2. Open-mindedness: accepting new concepts and ways of doing things.
3. Initiative: willingness to do more than is expected, and figure things out when necessary.
4. Potential for promotion: interested in assuming more responsibility with a goal of becoming a key player in the company.
5. Support: working well with others and providing help when needed.
• Quality. Although most will say that “quality must be a given in order to compete,” we
still need to measure our effectiveness.
Sometimes an organization has great product quality, but it invests a great deal of time and effort checking, adjusting, repairing and replacing things during the process. These actions are often hidden as the focus rests on end results. A good quality metric should include not just end-of-process results but in-process efforts as well.
• Customer Service. There are many components to customer service.
1. Delivery timeliness: how long it takes to get the product to the customer.
2. Communication: how well we advise customers of all things related to their orders.
3. Problem resolution: how we do when things do not go as planned.

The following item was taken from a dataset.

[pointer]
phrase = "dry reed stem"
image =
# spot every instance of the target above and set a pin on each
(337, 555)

4. Ease of doing business: being accessible, showing flexibility in serving customers and demonstrating commitment to helping customers.

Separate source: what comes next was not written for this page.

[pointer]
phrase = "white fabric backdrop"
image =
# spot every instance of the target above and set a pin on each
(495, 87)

A meaningful customer-service metric needs to show us how well we serve our existing customers and whether these customers would enthusiastically recommend us to other potential customers (remember: being neutral in this area is not a good thing).

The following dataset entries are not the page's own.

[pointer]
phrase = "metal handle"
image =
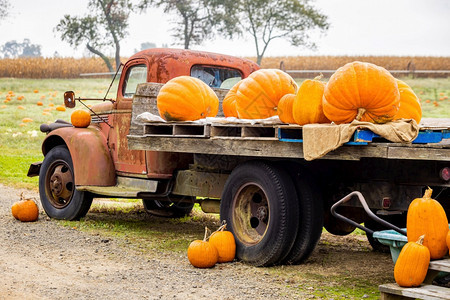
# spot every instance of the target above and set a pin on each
(367, 210)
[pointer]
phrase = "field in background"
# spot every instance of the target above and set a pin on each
(72, 68)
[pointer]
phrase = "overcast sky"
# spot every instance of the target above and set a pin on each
(358, 27)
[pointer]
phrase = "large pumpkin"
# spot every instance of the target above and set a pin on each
(258, 94)
(307, 108)
(409, 103)
(202, 254)
(186, 98)
(285, 107)
(412, 264)
(361, 91)
(427, 217)
(229, 102)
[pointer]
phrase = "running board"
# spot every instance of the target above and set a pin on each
(126, 187)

• Cash Management. This is, perhaps, the most important metric category because it encompasses so many parts of the business. Obviously the inflow and outflow of cash needs to be watched closely. Days of receivables and payables must be kept in balance to ensure an adequate cash flow. The following cycles must also be considered for cash management:
1. Sales cycle: how quickly we provide quotes to customers or how quickly we enter purchase orders into our systems.
2. Engineering cycle: the speed with which we complete custom product designs; design and build tooling and equipment used in production; and develop programs for our CNC machines.
3. Production cycle: how fast we get the product through all the required steps.
4. Inventory cycle: how long we hold raw material, work-in-process and finished goods in our facility.
5. Shipping cycle: how effective we are at gathering, packing and shipping things to our customers.
An effective cash-management metric needs to be far-reaching. It might turn out that the biggest improvement in cash management comes from one of these other cycles and not just “slow down payables and speed up receivables.”
• Productivity. In its purest form, productivity is a measure of output over input. Productivity metrics vary widely from company to company and industry to industry. The output can be dollars, units, orders or any criteria applicable to our type of business. The input can be raw material consumed, labor hours, machine hours, number of people involved and more. The most meaningful productivity metric is one that best represents the effort involved in getting goods and services to our customers.
Any metric selected should be included in some type of scoreboard for ease of communication and tracking. The scoreboard is an ideal tool for comparing where we are to where we should be. The scoreboard can be tailored to a company’s specific business, but should include visual indicators, such as color codes (green is good, yellow is neutral, red is not so good) or graphs to clearly illustrate company performance.
Of course, like collecting the metrics, there needs to be a commitment to maintaining the scoreboard. Keeping the scoreboard up-to-date demonstrates to all employees the value that metrics bring to running a business.